KokuRyu, first off, apologies for the "you don't really know what you're talking about" comment. It was too strident and insulting, and not the kind of thing I usually say to people. However, although it was an ugly way to put it, I was, after all, only echoing what you yourself said: "I'm not going to claim to be knowledgeable about the yakuza". But then when you bolstered your rather authorative-sounding "not true" with nothing but a Wikipedia entry, well, it just seemed a little thin, that's all. Now, I myself wouldn't claim to be any sort of expert on the yakuza either, which is why I wouldn't make clear and bold assertions like "not true", or "absolutely true" or the like, when talking about this subject. Nor would I assume that something is or isn't so just because I read it in Wikipedia.

So all I'm saying is that there are many references, in a lot of different sources (and many of my references are also experiential and anecdotal, hearing folks talk about it and so forth, as I've lived here in Japan continuously for the last 12 years) to the ties between rightists and yakuza. The very nature of the subject, however, precludes any real sure-fire knowledge or information, as the activities of gangsters as well as far-rightists are generally shrouded in a pretty thick veil of secrecy. Most references to yakuza/uyoku ties, therefore, tend to run along these lines:

from this article:

"The best estimates are that there are more than 100,000 far-right members in Japan belonging to almost 1000 groups throughout the country, 800 of which are affiliated through an organization called Zennippon Aikokusha Dantai Kaigi, or the National Conference of Patriotic Associations (Masayuki, 1989 and Van Wolferen, 1993).

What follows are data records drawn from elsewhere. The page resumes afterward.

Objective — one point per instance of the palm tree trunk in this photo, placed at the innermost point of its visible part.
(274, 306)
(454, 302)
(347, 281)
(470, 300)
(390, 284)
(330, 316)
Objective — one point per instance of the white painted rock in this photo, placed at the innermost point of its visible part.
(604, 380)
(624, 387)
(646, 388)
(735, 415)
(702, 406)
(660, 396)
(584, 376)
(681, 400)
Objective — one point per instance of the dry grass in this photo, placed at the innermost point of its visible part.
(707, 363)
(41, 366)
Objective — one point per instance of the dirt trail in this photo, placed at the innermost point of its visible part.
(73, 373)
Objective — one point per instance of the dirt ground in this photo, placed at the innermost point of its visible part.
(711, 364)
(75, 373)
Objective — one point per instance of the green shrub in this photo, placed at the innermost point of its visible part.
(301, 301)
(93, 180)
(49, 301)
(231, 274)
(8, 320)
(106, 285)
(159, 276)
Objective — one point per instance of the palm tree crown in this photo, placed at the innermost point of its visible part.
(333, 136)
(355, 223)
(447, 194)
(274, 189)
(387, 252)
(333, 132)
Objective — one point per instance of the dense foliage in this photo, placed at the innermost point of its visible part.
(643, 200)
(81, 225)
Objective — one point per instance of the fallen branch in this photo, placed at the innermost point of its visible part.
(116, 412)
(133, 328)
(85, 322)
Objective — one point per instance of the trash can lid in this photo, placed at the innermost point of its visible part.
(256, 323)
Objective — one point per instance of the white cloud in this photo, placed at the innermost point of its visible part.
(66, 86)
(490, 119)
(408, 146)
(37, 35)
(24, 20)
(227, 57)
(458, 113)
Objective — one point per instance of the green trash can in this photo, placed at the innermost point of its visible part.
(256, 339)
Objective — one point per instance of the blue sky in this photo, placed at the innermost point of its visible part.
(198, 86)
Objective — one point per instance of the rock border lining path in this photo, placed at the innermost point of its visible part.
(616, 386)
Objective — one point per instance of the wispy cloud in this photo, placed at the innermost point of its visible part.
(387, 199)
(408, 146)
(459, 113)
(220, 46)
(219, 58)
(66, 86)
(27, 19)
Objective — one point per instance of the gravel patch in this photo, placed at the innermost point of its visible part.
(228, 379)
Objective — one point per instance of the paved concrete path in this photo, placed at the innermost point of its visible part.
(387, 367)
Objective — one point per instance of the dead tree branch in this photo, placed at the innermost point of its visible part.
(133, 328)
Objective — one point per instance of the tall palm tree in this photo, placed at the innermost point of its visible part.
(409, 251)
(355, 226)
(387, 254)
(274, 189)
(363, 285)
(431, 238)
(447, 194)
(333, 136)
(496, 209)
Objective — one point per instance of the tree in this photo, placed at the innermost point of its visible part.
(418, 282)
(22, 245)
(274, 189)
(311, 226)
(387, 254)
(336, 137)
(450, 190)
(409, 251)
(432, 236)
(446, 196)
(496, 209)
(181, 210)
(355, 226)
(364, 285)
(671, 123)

The exact number is clouded in controversy because there is overlap with yakuza (Japanese mafia) gangsters. Many yakuza groups transformed themselves into rightist political organizations from the 1960s after the Political Fund Regulations Law prohibited extortion, but allowed legitimate political groups to raise money and claim preferential tax treatment as long as they presented income and expenditure statements to the Ministry of Home Affairs. Ideologically, both uyoku, as the ultra-right are known, and yakuza see themselves to some extent as patriots and defenders of traditional codes of honor, although "genuine" right-wingers make a firm distinction between plain old gangsters and what they call minzoku-ha, or nationalists.
"

And the author of that paper suggests this:

"The most readable English account of the relationship between Japanese gangsters and the extreme and mainstream right, although a bit dated, is Kaplan, David E. and Dubro, Alec (1986). Yakuza: The Explosive Account of Japan's Criminal Underworld. London: Routledge & Kegan Paul. You will also find some information (although it is mostly rehashed) in Robert Whiting (1999). Tokyo Underworld: The Fast Times and Hard Life of an American Gangster in Japan. New York: Vintage Books."
posted by flapjax at midnite at 7:59 AM on April 19, 2007


A lot of large criminal organizations have the facade of patriotism, etc. It’s a nice cover. In the U.S. a lot of the old mafiosi were very (outwardly) religious.
Whether it’s in earnest or not, it’d be the image you’d want to project. A criminal organization generally wouldn’t want to appear anti-nationalistic for a variety of practical reasons (police attention/motivation at the least).
The Hell’s Angels come to mind as well as a historically very outwardly patriotic, yet criminal, organization.
I’d be surprised if they’re not getting stomped on after killing a mayor, particularly over something more trivial. That’s got to be really bad for business.